A recente notícia de que arapongas da Agência Brasileira de Inteligência (ABIN) grampearam ilegalmente diversas autoridades das cúpulas dos três Poderes da República gera enorme perplexidade, exigindo profunda reflexão sobre como pudemos chegar a esse ponto.

2/9/2008


Os ovos da serpente

Diogo Malan*

A recente notícia de que arapongas da Agência Brasileira de Inteligência (ABIN) grampearam ilegalmente diversas autoridades das cúpulas dos três Poderes da República gera enorme perplexidade, exigindo profunda reflexão sobre como pudemos chegar a esse ponto.

Há vetusto provérbio inglês que afirma que para cada problema complexo há uma solução simples – que está errada.

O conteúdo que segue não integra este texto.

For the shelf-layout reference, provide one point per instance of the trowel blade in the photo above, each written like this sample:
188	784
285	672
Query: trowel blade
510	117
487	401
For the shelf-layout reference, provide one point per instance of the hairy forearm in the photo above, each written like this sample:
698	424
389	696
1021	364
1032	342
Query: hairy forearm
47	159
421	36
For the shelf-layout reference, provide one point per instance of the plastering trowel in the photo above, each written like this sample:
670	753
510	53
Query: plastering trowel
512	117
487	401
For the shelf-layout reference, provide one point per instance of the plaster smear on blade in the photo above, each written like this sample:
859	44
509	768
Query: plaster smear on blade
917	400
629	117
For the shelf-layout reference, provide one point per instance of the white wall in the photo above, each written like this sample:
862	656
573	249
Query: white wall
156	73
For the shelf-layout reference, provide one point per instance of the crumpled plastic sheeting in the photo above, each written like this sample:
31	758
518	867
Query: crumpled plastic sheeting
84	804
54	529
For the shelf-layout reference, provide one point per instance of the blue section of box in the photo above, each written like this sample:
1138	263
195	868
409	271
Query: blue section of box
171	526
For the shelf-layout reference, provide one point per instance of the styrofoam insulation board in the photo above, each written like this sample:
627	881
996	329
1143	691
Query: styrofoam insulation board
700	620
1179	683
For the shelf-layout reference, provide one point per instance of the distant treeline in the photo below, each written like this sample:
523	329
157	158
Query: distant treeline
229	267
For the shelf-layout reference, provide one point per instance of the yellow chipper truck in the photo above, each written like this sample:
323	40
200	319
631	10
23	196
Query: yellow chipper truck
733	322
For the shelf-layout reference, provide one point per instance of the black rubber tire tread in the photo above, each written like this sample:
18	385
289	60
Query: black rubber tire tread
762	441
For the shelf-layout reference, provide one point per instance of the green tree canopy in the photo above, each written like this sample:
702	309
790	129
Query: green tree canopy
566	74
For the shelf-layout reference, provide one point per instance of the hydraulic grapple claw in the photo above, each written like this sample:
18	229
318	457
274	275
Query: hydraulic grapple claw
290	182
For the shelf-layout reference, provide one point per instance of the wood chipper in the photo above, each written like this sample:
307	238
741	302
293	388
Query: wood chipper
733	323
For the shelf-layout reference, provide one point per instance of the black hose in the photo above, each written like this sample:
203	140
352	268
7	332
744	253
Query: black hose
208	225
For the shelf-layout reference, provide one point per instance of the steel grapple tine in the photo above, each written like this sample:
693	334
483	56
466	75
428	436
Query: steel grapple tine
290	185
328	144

Não caiamos no reducionismo simplificador de acreditar que se tratou de episódio isolado, praticado por pequeno grupo de tresloucados agindo de modo independente na ABIN.

Pelo contrário, esse acontecimento é substancialmente mais complexo, constituindo o ponto culminante de longo processo de banalização do sigilo das comunicações telefônicas neste País.

Com efeito, a melhor doutrina jurídica ensina que a interceptação de comunicações telefônicas ostenta natureza jurídica de meio de busca de prova, cuja finalidade, portanto, é tão-só permitir a descoberta e localização de elementos de prova relevantes. O que se vê na prática, entretanto, é a malversação desse instituto, usado como principal, senão único, meio de prova contra o acusado, ante a dificuldade da Polícia Judiciária em usar, de modo eficaz, outros meios de prova na investigação de crimes.

Além disso, tal interceptação é uma medida cautelar que corre em segredo de justiça, a fim de preservar a intimidade e o sigilo das comunicações, não só do próprio investigado como de terceiras pessoas. Na prática, ocorre com freqüência divulgação ilegal dessa medida, que é usada indevidamente para fins simbólicos, notadamente o de fazer propaganda institucional de órgãos públicos.

Do ponto de vista normativo, esse fatídico e recente episódio evidencia a precariedade da atual legislação sobre interceptações telefônicas, a qual permite essa medida extrema na apuração de número desproporcionalmente amplo de crimes (grande parte deles de pequena gravidade) e não prevê mecanismos eficazes de controle sobre a necessidade e fundamentação da medida em apreço.

No aspecto jurisprudencial, o caso demonstra claramente as conseqüências desastrosas da orientação dos nossos tribunais – contrária, diga-se de passagem, ao teor literal da Constituição da República - clique aqui (artigo 136, § 1º, I, c e § 2º) e da legislação ordinária (artigo 5º da Lei 9.296/96 - clique aqui) – que tolera a perpetuação das interceptações telefônicas autorizadas judicialmente muito além do prazo legal máximo.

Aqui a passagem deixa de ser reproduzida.